Snowe later married a Lewiston orphan, Olympia Bouchles, now a US senator. (He died in a tragic car accident in April 1973.) John Richter, Senator Snowe's chief of staff, said she was not on the scene when her late husband would have helped LePage, but that Myrick was, indeed, one of Mr. Snowe's close friends and that the incident "sounds like something Peter would have done." LePage has nonetheless remained fiercely loyal to Ms. Snowe, endorsing her reelection. "She went on to finish the job he started," he told a Portland forum, and suddenly looked choked up. "And she is now the senior senator from the state of Maine." Richter said their friendship is partly based on common experiences: "the senator and the governor share the same hometown as well as very challenging times growing up, with the senator's parents having both died by the time she was ten years old." (She endorsed LePage's gubernatorial candidacy.)

feat_LePage-Husson2_main
THEN AND NOW LePage entered Husson College while its new campus was still under construction.

Beginning the escape

Attending Husson was a more than just a turning point for the future governor. He recently described it as his greatest achievement, saying everything else has "all been a bonus." He's said his fraternity brothers "were literally my family" and that the education he received was the "driving force" of his future success. "My life began the day I started college," LePage told an audience last summer. "I wouldn't want to live a day prior to going to college."
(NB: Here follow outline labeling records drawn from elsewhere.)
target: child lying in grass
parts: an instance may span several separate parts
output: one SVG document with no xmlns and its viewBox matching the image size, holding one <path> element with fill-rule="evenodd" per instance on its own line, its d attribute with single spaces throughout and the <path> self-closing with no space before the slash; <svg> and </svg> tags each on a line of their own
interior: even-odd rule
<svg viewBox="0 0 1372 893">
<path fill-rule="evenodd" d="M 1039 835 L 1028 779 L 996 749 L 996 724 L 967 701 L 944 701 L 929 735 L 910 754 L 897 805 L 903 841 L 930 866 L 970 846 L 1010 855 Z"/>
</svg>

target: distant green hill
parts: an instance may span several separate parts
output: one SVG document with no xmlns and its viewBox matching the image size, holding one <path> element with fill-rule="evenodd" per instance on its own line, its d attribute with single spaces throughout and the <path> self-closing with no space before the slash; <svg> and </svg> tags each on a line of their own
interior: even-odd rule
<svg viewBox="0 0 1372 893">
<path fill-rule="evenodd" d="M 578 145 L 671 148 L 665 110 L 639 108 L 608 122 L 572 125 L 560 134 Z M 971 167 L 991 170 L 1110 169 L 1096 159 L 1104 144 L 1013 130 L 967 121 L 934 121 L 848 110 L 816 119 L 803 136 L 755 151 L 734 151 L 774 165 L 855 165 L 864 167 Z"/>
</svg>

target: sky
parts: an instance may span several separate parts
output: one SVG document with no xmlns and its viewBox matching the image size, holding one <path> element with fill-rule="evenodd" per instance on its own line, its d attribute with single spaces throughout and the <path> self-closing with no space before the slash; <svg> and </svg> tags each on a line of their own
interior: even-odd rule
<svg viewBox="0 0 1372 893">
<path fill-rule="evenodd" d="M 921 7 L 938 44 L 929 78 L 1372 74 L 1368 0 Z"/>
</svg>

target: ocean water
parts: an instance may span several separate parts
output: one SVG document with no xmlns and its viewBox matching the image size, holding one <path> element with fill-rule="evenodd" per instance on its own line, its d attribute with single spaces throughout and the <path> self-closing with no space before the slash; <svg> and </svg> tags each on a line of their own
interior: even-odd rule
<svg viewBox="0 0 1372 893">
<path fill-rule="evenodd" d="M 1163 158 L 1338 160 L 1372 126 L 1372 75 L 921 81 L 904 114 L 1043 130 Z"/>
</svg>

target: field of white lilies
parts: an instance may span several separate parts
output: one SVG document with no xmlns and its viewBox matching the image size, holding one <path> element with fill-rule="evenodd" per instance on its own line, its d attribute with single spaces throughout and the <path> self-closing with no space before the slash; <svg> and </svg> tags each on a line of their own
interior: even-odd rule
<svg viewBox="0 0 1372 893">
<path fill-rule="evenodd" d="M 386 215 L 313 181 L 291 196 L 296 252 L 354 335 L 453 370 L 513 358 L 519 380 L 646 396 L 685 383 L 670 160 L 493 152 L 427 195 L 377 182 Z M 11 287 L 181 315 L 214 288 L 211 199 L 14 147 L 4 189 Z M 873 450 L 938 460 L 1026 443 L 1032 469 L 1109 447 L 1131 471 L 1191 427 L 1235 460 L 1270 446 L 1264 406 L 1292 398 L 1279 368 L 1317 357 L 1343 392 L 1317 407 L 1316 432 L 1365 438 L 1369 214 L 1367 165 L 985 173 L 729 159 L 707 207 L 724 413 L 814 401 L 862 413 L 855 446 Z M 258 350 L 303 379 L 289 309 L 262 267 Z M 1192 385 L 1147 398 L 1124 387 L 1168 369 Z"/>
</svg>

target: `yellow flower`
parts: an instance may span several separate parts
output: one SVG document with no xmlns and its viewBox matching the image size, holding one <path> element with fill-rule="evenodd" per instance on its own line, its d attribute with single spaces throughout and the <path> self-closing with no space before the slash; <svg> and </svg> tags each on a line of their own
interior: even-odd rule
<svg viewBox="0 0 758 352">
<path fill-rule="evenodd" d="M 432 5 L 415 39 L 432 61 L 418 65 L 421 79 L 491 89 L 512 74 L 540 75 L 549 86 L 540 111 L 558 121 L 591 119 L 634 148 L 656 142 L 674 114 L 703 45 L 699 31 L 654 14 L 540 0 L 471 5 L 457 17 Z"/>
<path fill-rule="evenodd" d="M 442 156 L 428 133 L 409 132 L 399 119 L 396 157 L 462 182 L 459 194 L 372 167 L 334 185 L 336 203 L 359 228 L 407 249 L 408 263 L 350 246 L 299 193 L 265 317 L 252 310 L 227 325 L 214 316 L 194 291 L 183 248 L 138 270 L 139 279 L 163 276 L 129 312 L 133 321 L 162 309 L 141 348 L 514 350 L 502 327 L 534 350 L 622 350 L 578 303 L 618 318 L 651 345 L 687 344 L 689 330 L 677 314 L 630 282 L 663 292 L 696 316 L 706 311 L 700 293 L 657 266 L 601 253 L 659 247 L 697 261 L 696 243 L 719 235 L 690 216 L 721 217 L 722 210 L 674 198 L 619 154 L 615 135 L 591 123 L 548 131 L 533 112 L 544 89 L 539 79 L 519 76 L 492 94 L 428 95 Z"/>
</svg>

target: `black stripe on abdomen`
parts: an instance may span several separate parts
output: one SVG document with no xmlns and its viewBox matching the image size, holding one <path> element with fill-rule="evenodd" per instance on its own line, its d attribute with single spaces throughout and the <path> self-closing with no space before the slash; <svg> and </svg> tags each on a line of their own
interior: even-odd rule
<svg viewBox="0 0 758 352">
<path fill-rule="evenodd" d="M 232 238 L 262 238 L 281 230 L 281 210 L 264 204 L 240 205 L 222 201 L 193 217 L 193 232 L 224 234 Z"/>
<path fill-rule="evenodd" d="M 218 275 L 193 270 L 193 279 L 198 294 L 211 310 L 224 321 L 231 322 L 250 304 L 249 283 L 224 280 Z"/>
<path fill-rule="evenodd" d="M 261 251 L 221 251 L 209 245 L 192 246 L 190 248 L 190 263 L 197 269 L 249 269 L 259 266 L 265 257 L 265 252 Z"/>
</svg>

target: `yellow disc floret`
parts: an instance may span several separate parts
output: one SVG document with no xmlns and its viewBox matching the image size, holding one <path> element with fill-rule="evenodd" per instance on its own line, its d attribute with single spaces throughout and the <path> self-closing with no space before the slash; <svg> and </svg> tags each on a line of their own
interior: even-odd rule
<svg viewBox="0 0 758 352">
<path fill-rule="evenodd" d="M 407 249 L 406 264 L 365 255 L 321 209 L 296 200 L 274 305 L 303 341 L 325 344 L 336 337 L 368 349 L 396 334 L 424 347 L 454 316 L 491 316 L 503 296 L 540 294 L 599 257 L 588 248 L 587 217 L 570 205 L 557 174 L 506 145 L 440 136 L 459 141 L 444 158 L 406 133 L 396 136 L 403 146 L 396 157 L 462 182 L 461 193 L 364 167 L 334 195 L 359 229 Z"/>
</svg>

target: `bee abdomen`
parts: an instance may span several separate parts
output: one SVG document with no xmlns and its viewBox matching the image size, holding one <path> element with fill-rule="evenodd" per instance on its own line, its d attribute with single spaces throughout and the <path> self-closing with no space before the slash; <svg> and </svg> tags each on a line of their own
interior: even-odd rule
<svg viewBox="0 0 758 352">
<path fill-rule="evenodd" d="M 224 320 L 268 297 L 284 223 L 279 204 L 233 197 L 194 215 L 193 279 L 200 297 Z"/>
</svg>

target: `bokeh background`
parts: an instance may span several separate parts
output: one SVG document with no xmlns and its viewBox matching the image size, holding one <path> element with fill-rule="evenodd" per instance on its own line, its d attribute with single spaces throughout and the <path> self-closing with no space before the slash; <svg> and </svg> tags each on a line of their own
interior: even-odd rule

LePage — thin and serious looking in photos from the period — thrived. He was editor of the daily campus newsletter, the Tomahawk Tally, vice president of the student senate, treasurer of his sophomore class, junior class vice-president, and president of the senior class. He played intramural sports, joined an outing club and a fraternity, and served on the college's student affairs committee and as a counselor to other students at the career planning office. All the while, he held part-time jobs — bartender, short-order cook, editor — to pay his living expenses. (He has said his first-year tuition was paid by Snowe and Anthoine, the remainder covered by scholarships and loans.) He would graduate with, he later boasted to a newspaper reporter, a "3.0-plus" grade point average.

LePage arrived at Husson at a strange historical moment. The school had just moved from its downtown Bangor location to a new campus in the outskirts. Parking lots remained unpaved, and many lawns were still unseeded. The new brick dormitories and academic buildings looked out on the construction sites of other yet-to-be completed buildings. But college administrators were already having trouble filling all those new beds and classroom seats. "They had taken out all this debt to build this campus, but hadn't figured out where the students would come from," recalls Chuck Sliter, who was a year behind LePage. "They looked around and said, oh my God, there aren't enough people in Maine to fill all these dorms!" In desperation, Husson dispatched recruiters to community colleges across the northeast in an effort to get transfer students. "I went up there sight unseen," says Sliter, who transferred from upstate New York. "I couldn't have asked for a better place to end up, because it was probably the most dysfunctional college around at the time."